Le moindre petit rien

Publié le par la freniere

Je reconstruis la vie à partir d’un visage, la fleur à partir d’un pétale, le monde à partir d’un lieu. Je trousse un quatuor à partir d’une clef. Qu’il soit midi ou tôt le matin, tous les enfants naissent dans la nuit. Qu’ils soient dans l’humus ou la terre, tous les légumes poussent sous la pluie. J’écris du corps en veine à l’âme en peine. Je ne plains pas ceux qui n’ont pas de souliers, mais ceux qui n’ont pas de pieds. Je crains ceux qui n’ont pas de langue ni de mots. Ce sont les pas qui marchent, les routes qui titubent. Ce sont les mains qui bougent, la langue dans la bouche. Ce sont les yeux qui voient, l’amour qui transcende le sexe. Ce sont aussi les hommes qui spolient, pillent et polluent, les hommes d’affaires qui mènent le monde, les banquiers qui comptent la monnaie, les soldats qui obéissent aux ordres, les polices qui matraquent les noirs, les sud-américains, les poètes, les peaux-rouges. Les théoriciens sont ceux qui sapent en lapant l’eau des bénitiers, ceux qui enculent les mouches, comptant les poux sur le crâne d’un œuf et les cheveux sur les têtes pelées. Ils prennent les idées pour des sentiments.

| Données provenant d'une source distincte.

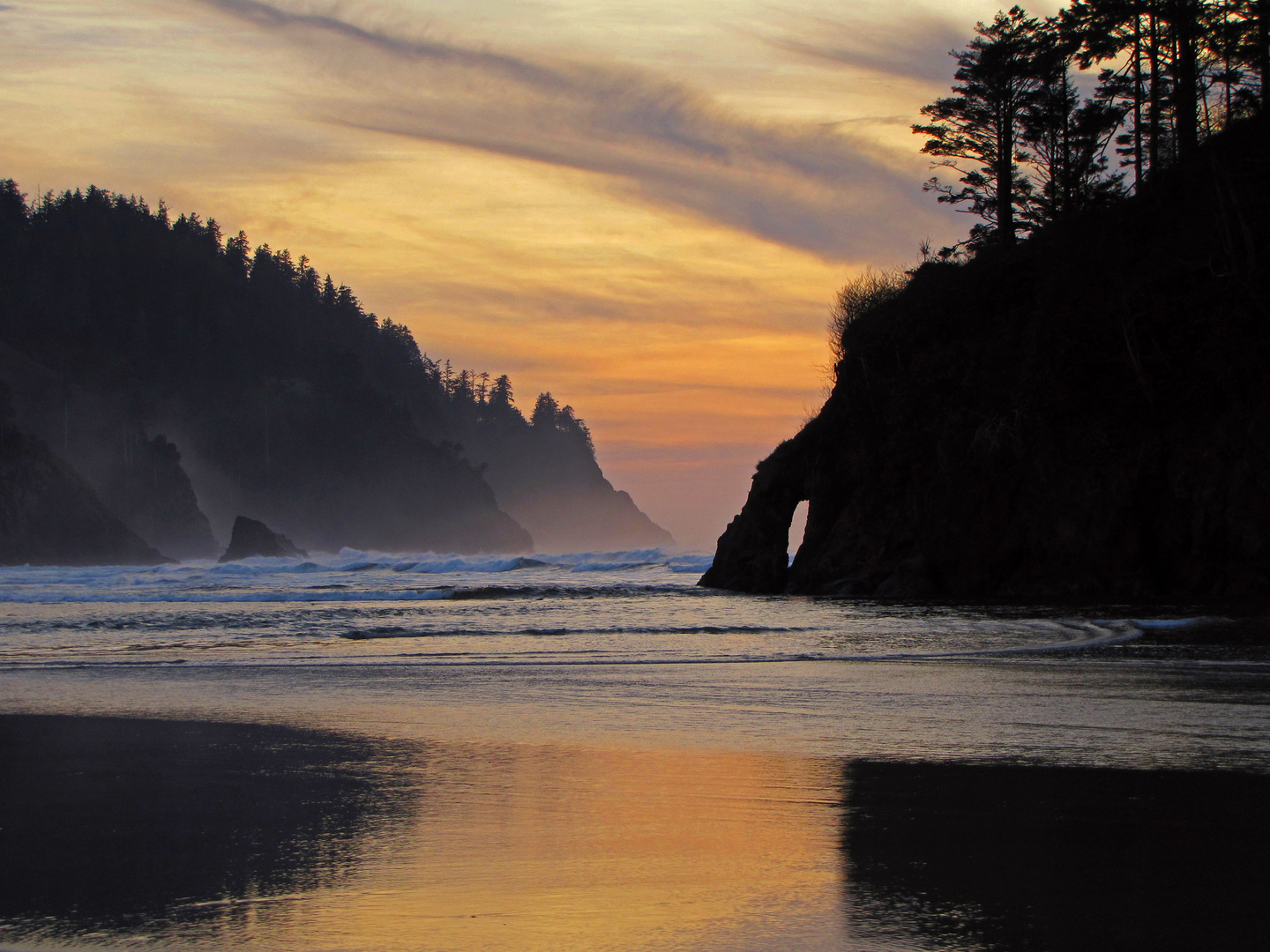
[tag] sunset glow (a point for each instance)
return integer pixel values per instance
(641, 207)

Ce sont les yeux qui voient et les oiseaux qui volent.  C’est l’enfance qui fabrique des arbres en plasticine, des pots de grès, des pages à pois et des moteurs en bois. Ce sont les bouches qui remuent les lèvres. Ce sont les images qu’on voit et le silence qu’on entend. La page  boit de l’encre, la toile des couleurs. C’est un veau d’or que les hommes adorent, prenant les banquiers pour des prêtres, les ayatollahs pour des sages, les guerriers pour des saints.  Ils se nourrissent encore du sang des abattoirs.

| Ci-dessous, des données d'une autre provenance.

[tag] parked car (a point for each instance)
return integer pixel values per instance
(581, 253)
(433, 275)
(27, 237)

Les mains sont pleines de pouces, la peau du corps est pleine d’échardes. L’enfance est pleine de jouets, la nuit pleine de rêves, la bouche pleine de mots. La mer est pleine du sel dont on fait les naufrages, la plage pleine de sable, la terre pleine de rides où toquent les semences. Dans les corps en amour, l’âme a la chair de poule, les doigts pleins de caresses. Le moindre petit rien fait de la poésie.